Thursday, 18 October 2012

L'Elisir d'Amore
Met Opera, New York




At the end of Matthew Polenzani's aria Una furtiva lagrima, you could almost hear the pin drop before the audience erupted into rapturous applause.  The prolonged applause put a pause to the show.  Polenzani could not but came out of character and beamed with pleasure and gratitude.  You know you have witnessed a truly magnificent production.  This new production at the Met has a traditional setting in 19th century Italy.  Visually less interesting that the ENO production I saw 5 years ago but otherwise it is superior, in the main due to a stellar cast, notably the amazing Anna Netrobko.  This is the first time I've seen her perform (no less due to no shows by our notorious diva) and I've fallen in love with the power and dark colourings in her voice.  Her Adina was impetuous and flirtatious and her singing full of body.  Polenzani's Nemorino was likeable and adorable although at times a little stiff.  There was a strong chemistry between the leads.

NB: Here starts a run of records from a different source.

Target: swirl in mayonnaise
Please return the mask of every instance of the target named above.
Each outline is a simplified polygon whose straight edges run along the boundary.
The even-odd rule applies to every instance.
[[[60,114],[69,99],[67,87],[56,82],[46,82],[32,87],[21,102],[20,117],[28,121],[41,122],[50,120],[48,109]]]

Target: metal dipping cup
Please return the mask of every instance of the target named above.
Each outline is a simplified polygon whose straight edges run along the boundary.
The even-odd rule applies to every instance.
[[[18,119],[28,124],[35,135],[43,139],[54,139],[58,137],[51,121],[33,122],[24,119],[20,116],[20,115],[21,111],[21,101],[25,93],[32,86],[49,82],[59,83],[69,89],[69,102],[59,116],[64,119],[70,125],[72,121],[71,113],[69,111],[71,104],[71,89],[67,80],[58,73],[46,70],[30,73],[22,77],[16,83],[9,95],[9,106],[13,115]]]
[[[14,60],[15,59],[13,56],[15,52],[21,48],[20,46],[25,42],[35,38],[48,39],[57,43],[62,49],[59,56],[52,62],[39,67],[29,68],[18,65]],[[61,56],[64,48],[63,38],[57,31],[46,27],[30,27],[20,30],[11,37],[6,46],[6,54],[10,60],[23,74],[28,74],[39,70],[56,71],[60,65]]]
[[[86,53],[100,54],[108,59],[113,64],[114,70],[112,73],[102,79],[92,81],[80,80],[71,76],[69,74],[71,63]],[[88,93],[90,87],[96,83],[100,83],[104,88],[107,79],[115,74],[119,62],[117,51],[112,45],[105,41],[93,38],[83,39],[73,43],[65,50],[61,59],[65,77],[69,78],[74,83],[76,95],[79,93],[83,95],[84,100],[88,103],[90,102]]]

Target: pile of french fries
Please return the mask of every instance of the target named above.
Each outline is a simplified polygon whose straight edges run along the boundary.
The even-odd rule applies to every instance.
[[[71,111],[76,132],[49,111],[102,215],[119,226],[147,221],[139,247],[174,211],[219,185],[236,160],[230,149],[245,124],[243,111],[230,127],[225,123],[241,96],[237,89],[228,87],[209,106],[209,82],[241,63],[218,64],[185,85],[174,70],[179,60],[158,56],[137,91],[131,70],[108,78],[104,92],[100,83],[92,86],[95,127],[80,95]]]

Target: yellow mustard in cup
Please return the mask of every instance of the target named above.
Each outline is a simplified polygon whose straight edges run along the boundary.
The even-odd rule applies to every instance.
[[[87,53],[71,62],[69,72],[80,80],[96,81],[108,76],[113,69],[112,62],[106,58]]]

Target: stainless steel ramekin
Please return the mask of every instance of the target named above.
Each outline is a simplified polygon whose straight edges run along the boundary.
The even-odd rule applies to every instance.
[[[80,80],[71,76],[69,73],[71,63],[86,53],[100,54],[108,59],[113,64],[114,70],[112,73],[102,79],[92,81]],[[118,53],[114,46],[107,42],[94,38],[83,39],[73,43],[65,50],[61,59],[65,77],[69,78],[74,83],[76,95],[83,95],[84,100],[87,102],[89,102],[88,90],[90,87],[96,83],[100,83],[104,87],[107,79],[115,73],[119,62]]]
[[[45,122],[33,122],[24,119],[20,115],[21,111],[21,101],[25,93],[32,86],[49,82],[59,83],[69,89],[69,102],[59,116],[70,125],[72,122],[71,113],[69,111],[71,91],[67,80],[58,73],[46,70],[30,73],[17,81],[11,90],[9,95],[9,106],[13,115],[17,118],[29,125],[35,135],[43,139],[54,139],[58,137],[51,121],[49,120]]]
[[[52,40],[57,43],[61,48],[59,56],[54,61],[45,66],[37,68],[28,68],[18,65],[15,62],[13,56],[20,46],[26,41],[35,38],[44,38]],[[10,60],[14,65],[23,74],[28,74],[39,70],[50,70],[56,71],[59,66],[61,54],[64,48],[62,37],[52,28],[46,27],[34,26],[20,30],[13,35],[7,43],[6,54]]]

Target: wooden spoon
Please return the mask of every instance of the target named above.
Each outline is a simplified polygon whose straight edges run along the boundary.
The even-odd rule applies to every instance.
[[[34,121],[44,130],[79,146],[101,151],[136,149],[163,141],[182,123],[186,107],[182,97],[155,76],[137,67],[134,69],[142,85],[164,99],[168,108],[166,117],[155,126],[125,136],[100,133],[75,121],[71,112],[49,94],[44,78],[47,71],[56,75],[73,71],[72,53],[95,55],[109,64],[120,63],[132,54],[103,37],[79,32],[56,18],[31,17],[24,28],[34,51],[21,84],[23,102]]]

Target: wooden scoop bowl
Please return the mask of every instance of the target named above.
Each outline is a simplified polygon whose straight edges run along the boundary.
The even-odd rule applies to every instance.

The tempo was erratic in the first few scenes but the orchestra warmed up under Benini's rousing and spirited conducting.  Director Bartlett Sher has a flair for comedies.  His La Comte Ory last year was hilarious and in the same vein he made this romantic comedy a truly enjoyable evening.  The stage bustles with energy and it all comes to a halt for the aria made famous by Pavarotti.  Sher could have juiced up the simple storyline with a bit of inventiveness such as ENO's 50s American diner setting.  It being a Met production, one cannot help but be disappointed by the simple painterly set.  The only creativity appears to the riding hat that Adina wears to complement her independence and gutsy confidence.  With such superb singing, all is forgiven.




Saturday, 13 October 2012

Last of the Haussmans
Lyttleton, London


This is an impressive debut from actor turned writer Stephen Beresford.  Beresford has created believable characters that one could relate to and empathise with.  He makes some convincing nuanced arguments about 60s dream, albeit through reliance on hackneyed revelations.  Delivered by a superb cast of Julie Walters (Judy), Rory Kinnear (Nick) and Helen McCrory (Libby), his lines were witty and at times hard hitting.  "While you were wanking into chrysanthemums, Margaret Thatcher was making her entrance!" Nicky's vivid phrase sent audience howling.  Rory played the gay kohl-eyed son with much sensitivity but with stereotypical campness.  Helen McCrory really carries the evening as the daughter who views her mother with a mix of vulnerability, vituperative anger and exasperated affection.   Theatre would not be complete without hysterics accompanied by decibels of shouting and buckets of tears, amply provided by Libby's angsty daughter.  Her overacting contrasted sharply by the rather wooden acting from a good looking swimmer who fancies Libby.  Walters plays a hippie mum who still lives in her fantasy world of 60s 'me' generation whose self fettered interest wreaked emotional havoc on her children.  Walters seizes the role with much relish, thumping her breasts and flashing at her high-rised neighbours,.  We hope we won't have to wait another 12 years to see Walters back on stage again.